Hessian = torch.cat((x_2grad0, x_2grad1), dim=1)
print(Hessian)

print(A + A.t())

while the second does not work.

import torch
from torch import Tensor
from torch.autograd import Variable
from torch.autograd import grad
from torch import nn

torch.manual_seed(623)

class Quadro(torch.autograd.Function):
    
    def __init__(self, A):
        self.A = torch.FloatTensor(A)
    
    def forward(self, input):
    
        self.save_for_backward(input)
        return input.t() @ self.A @ input

    def backward(self, grad_output):
    
        input, = self.saved_tensors
        input = torch.autograd.Variable(input, requires_grad = True)
        grad_input = torch.mul(grad_output, (self.A + self.A.t()) @ input)
        return grad_input


x = Variable(torch.ones(2,1), requires_grad=True)
A = torch.FloatTensor([[1,2],[3,4]])

print(A)
print(x)

qq = Quadro(A)
f = qq(x)
print(f)

x_1grad, = grad(f, x, create_graph=True, retain_graph=True)
print(x_1grad)
print(A @ x + A.t() @ x)

x_2grad0, = grad(x_1grad[0], x, create_graph=True)
x_2grad1, = grad(x_1grad[1], x, create_graph=True)
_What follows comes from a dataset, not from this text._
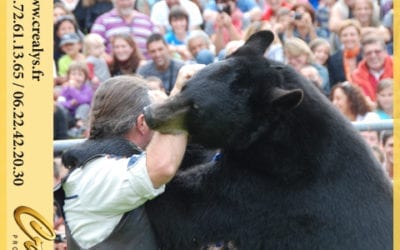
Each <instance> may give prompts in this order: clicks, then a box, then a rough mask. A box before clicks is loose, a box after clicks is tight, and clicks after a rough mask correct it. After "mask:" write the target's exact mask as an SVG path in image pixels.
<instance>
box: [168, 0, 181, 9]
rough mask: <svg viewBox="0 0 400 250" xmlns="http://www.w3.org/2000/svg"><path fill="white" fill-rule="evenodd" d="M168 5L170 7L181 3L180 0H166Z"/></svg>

Hessian = torch.cat((x_2grad0, x_2grad1), dim=1)
print(Hessian)

print(A + A.t())

The problem is that I cant differentiate the first derivative, since it has no grad_fn attribute, but I don’t know how to fix it.

P.S. I completely understand, that PyTorch framework was mostly done to train neural networks, not such simple things, but I would be happy, if someone could help me.

What error are you getting? I think you need to use retain_graph=True otherwise with one time gradient calculation the buffer will be zeroed.